選ばれる地域に 関西地域振興財団・インバウンドセミナー インドネシア市場の動向は

関西地域振興財団はこのほど、大阪市内で「インバウンド市場セミナー」を開いた。訪日市場の現場に詳しい2氏が講演し、訪日客誘致や受入体制整備の参考にしようと多くの観光関係者が参加した。

 

第1部は日本政府観光局(JNTO)海外マーケティング部部長の小堀守さんが、伸張著しい東南アジア市場、なかでもインドネシア市場の動向と今後の対応について講演。JNTOは3月にジャカルタに海外事務所の開設を予定するなどインドネシアを重点市場として底上げを図っている。

 

小堀さんは訪日客拡大の前提として受入体制の整備を課題として挙げた。「WiFi環境やスマートフォン対応の情報発信が重要」と話したほか、旅行手配面でも現在北海道や東京で飽和状態になっていることから「季節や地域分散を目指すほか早期予約を呼びかけるべき」と指摘した。

 

東南アジア市場については、小堀さんは市場の地域特性と変化を捉えた対応が必要と話す。インドネシア市場の特徴は親日国かつ旅行時期が分散していることから取り込みやすく、旅行先はテーマパークが人気で、石川県や愛知県、長野県が第2のゴールデンルートになりつつあるという。

その上で小堀さんはプロモーションの手法として「空港発着に余裕がなく、シンガポール経由の提案もいい」「相互送客に取り組む姿勢を持つべき」などと提言しながら「今は夜明け。これから太陽が昇る時期」と今後のインドネシア市場の発展を見通した。

 

 

第2部はスイス・ツェルマット観光局で日本語インフォメーションセンター「JTIC・SWISS」代表を務め、観光カリスマの山田桂一郎さんが、自身の経験とインバウンド先進国スイスの例から日本の各地域が取り組むべき観光の方法論を語ったライフスタイルで「異日常」体験 国際競争力、観光競争力、技術革新力のいずれもが世界1位のスイスへは外国人客の90%がクチコミで訪れ、圧倒的にリピーターが多い。日本が目指すスタイルをすでに手に入れている秘けつを山田さんは「行かねばならない必然性があります。この戦略がスイスはうまい」。日本側がこういう考えを持って戦略を考えるべきと提言する。

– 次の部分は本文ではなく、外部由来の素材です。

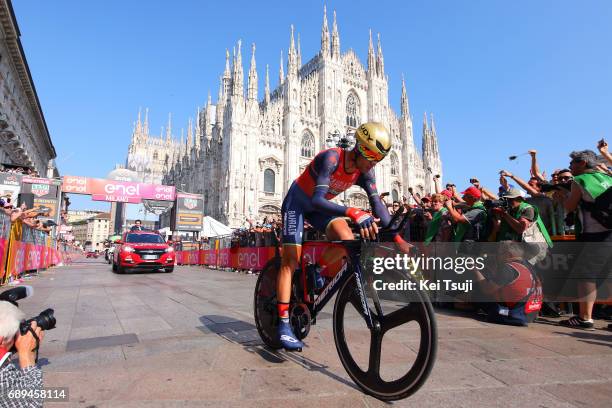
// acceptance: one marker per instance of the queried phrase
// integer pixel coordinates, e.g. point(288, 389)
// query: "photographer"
point(541, 200)
point(469, 225)
point(510, 223)
point(589, 196)
point(509, 288)
point(28, 376)
point(439, 228)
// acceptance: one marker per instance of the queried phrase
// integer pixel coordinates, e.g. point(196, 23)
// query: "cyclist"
point(331, 172)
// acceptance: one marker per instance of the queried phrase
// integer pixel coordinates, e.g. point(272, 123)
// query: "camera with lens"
point(492, 204)
point(45, 320)
point(547, 187)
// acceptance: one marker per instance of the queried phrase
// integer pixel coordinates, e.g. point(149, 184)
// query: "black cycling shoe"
point(286, 337)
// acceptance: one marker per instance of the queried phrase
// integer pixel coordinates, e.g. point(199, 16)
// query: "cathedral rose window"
point(307, 145)
point(352, 110)
point(394, 165)
point(269, 181)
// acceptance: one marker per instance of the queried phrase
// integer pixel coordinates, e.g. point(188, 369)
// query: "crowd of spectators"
point(26, 171)
point(258, 234)
point(573, 203)
point(28, 216)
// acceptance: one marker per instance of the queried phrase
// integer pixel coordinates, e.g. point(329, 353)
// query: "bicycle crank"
point(300, 319)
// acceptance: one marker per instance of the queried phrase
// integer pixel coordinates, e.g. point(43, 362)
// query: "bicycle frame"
point(351, 267)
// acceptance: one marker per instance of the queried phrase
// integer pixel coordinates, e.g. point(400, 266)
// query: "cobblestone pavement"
point(187, 339)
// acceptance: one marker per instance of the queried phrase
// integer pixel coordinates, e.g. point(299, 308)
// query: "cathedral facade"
point(245, 153)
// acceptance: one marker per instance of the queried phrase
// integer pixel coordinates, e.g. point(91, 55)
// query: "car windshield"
point(144, 238)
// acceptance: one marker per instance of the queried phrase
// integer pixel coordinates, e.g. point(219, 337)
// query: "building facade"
point(152, 156)
point(245, 152)
point(24, 137)
point(94, 230)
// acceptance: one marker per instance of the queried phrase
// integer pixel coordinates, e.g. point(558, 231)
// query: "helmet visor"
point(369, 154)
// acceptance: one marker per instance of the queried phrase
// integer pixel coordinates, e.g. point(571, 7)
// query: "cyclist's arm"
point(326, 164)
point(368, 183)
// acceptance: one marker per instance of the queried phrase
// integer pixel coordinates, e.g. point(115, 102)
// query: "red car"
point(143, 250)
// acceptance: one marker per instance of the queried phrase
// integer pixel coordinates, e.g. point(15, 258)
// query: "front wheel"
point(387, 371)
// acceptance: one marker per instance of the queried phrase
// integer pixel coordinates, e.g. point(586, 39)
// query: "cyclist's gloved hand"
point(365, 221)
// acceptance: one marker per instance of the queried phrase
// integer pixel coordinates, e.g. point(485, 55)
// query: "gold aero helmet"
point(373, 141)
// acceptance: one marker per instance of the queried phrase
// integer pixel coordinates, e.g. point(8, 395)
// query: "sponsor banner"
point(46, 195)
point(251, 258)
point(10, 185)
point(17, 263)
point(62, 229)
point(3, 245)
point(32, 257)
point(117, 191)
point(188, 211)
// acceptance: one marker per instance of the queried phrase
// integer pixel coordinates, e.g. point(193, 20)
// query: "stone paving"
point(187, 339)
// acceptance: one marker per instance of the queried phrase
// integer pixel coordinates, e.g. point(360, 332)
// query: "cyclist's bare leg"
point(338, 229)
point(289, 263)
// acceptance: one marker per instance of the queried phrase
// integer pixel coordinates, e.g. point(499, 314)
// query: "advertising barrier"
point(23, 249)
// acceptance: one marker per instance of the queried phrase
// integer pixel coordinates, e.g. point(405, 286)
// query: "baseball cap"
point(472, 191)
point(513, 193)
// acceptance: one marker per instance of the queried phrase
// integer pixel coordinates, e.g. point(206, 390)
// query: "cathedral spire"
point(281, 73)
point(252, 93)
point(145, 129)
point(238, 76)
point(335, 39)
point(299, 57)
point(405, 108)
point(324, 34)
point(220, 98)
point(267, 86)
point(226, 73)
point(139, 122)
point(433, 125)
point(169, 129)
point(371, 56)
point(198, 130)
point(380, 62)
point(226, 79)
point(291, 56)
point(189, 136)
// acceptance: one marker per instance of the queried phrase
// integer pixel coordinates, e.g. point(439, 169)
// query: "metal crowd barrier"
point(25, 249)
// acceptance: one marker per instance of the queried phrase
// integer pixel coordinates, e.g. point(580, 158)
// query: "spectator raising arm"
point(602, 146)
point(455, 215)
point(437, 183)
point(535, 170)
point(532, 191)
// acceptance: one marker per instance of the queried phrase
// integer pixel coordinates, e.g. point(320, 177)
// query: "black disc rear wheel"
point(418, 343)
point(264, 307)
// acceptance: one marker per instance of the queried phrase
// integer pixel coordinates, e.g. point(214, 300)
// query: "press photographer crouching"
point(23, 338)
point(508, 289)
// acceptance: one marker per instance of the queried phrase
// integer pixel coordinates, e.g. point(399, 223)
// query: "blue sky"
point(500, 77)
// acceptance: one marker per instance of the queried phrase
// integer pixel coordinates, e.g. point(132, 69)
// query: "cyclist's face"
point(363, 164)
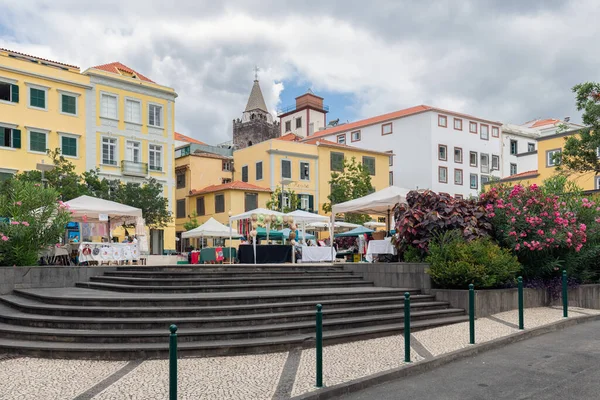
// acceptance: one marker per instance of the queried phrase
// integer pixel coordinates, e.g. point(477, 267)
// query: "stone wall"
point(45, 277)
point(398, 275)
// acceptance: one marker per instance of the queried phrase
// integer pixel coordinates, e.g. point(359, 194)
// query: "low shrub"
point(456, 262)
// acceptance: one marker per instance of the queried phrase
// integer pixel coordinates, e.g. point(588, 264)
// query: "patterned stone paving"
point(257, 377)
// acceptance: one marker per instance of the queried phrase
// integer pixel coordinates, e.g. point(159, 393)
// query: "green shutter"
point(16, 142)
point(15, 93)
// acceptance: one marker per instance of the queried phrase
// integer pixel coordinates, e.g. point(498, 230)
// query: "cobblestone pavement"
point(254, 377)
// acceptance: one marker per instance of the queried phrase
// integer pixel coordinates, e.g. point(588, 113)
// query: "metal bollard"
point(521, 323)
point(406, 327)
point(471, 314)
point(173, 362)
point(319, 346)
point(565, 296)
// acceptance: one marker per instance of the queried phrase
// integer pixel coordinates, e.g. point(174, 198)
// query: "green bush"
point(455, 263)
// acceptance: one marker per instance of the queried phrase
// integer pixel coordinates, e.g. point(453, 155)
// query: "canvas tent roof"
point(211, 228)
point(380, 202)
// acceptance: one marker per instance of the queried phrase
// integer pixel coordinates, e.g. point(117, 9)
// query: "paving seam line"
point(109, 380)
point(288, 375)
point(426, 365)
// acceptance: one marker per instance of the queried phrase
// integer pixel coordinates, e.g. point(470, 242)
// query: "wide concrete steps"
point(219, 310)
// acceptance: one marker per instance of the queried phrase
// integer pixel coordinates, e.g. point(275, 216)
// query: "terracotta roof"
point(236, 185)
point(38, 58)
point(393, 115)
point(116, 66)
point(183, 138)
point(526, 174)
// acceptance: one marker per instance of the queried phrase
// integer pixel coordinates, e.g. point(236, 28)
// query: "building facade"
point(432, 148)
point(42, 106)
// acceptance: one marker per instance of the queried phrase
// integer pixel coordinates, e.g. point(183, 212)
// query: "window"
point(458, 176)
point(133, 111)
point(37, 98)
point(473, 158)
point(442, 121)
point(200, 210)
point(250, 201)
point(458, 124)
point(458, 155)
point(9, 92)
point(259, 170)
point(155, 157)
point(336, 162)
point(442, 174)
point(495, 163)
point(386, 129)
point(369, 164)
point(37, 141)
point(484, 179)
point(553, 157)
point(473, 181)
point(304, 171)
point(219, 203)
point(484, 132)
point(109, 150)
point(442, 152)
point(68, 146)
point(108, 106)
point(133, 151)
point(180, 210)
point(485, 163)
point(473, 127)
point(514, 146)
point(68, 104)
point(155, 115)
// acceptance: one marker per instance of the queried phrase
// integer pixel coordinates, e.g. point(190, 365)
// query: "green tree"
point(354, 182)
point(580, 152)
point(274, 202)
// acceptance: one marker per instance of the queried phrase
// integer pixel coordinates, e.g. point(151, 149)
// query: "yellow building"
point(130, 125)
point(42, 106)
point(304, 167)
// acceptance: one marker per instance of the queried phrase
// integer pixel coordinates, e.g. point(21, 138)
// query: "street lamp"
point(283, 183)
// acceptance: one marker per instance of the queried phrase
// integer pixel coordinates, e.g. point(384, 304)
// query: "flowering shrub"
point(31, 219)
point(428, 213)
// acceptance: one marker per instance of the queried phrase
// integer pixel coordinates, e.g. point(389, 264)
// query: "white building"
point(433, 148)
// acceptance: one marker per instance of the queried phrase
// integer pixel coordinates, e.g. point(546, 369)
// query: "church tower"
point(256, 124)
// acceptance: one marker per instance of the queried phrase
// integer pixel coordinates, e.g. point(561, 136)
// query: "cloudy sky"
point(507, 60)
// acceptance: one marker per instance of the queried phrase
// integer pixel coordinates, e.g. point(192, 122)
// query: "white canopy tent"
point(212, 228)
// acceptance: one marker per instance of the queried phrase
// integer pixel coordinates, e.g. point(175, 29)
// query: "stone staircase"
point(219, 309)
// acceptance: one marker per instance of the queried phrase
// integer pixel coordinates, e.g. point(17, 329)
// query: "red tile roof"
point(116, 66)
point(38, 58)
point(526, 174)
point(236, 185)
point(183, 138)
point(390, 116)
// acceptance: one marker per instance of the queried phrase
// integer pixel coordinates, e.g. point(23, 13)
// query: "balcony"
point(134, 168)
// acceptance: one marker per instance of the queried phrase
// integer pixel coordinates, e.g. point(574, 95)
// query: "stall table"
point(376, 247)
point(265, 254)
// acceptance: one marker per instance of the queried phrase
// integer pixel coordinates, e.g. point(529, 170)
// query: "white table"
point(380, 247)
point(316, 254)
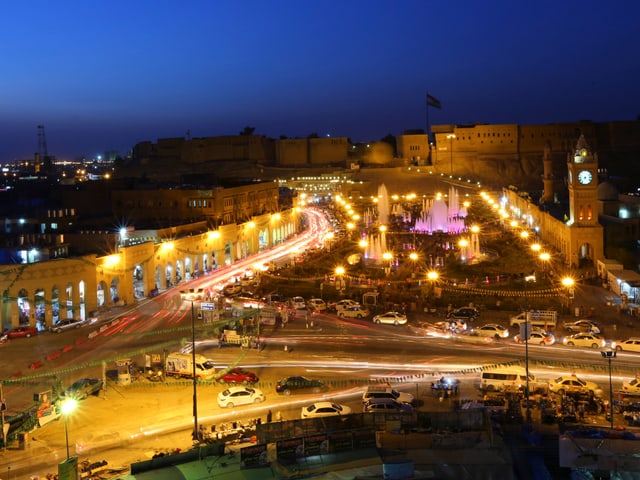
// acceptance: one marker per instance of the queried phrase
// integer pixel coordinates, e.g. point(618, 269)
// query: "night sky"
point(106, 75)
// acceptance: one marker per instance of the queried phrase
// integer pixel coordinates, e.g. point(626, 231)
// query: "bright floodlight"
point(68, 406)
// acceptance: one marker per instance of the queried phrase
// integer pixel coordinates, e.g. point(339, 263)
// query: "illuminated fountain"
point(438, 216)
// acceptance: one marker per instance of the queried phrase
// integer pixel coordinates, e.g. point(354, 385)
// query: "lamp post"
point(68, 406)
point(451, 136)
point(195, 378)
point(568, 282)
point(387, 257)
point(609, 354)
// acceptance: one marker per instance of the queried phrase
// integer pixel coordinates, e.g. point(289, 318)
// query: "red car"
point(238, 375)
point(21, 331)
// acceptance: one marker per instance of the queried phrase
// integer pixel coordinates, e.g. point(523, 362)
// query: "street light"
point(451, 136)
point(609, 354)
point(68, 406)
point(568, 282)
point(387, 257)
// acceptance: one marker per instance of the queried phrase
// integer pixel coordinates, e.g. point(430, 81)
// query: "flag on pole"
point(433, 102)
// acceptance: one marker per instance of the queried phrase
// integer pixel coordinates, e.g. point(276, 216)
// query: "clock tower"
point(586, 242)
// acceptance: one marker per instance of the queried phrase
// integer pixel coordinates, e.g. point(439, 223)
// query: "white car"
point(393, 318)
point(234, 396)
point(630, 345)
point(67, 324)
point(342, 304)
point(492, 330)
point(589, 340)
point(298, 303)
point(354, 312)
point(537, 337)
point(324, 409)
point(317, 304)
point(573, 384)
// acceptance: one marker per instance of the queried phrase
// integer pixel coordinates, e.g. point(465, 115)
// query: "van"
point(181, 365)
point(386, 391)
point(508, 379)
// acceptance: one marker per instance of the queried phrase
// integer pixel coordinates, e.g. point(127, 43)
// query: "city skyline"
point(103, 77)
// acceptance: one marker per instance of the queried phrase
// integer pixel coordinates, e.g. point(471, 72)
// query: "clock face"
point(585, 177)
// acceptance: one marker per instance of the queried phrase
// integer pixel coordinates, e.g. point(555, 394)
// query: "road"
point(138, 421)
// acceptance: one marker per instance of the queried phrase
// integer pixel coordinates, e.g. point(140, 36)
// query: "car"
point(298, 303)
point(324, 409)
point(97, 441)
point(537, 337)
point(393, 318)
point(575, 385)
point(317, 304)
point(631, 387)
point(470, 313)
point(354, 312)
point(67, 324)
point(582, 326)
point(22, 331)
point(492, 330)
point(299, 384)
point(473, 336)
point(386, 405)
point(81, 389)
point(629, 345)
point(340, 304)
point(585, 340)
point(238, 375)
point(234, 396)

例えば顧客管理。ツェルマットではスキーパスを販売し顧客情報を取得、何度も来るとランクが上がるシステムを導入している。対して日本は何回来ても一見さん。リピーターを生み出す仕組みが乏しい。

 

また、スイス観光局が打ち出す魅力は「ライフスタイル」。スイスが持つ生活文化の豊かさに触れ「異日常」を体験してもらう。それが「住みたい」気持ちを生み、飽きられず何度も来るようになる。ライフスタイルへの憧れという強力な武器を有しているのだ。

 

山田さんは「『なにもない』『当たり前』と地元の人はよく言うが旅行者はそう思っていません。おれたちの住むまちが一番だ、と思っていないとだめ」と説く。 さらに「今は『心の豊かさ』を実感できる観光の時代。おもてなしの心と商品の高質さで豊かさを提供し、元気に帰ってもらいましょう」と呼びかけ、ブランディングやスイスにおける品質強化システムを紹介した。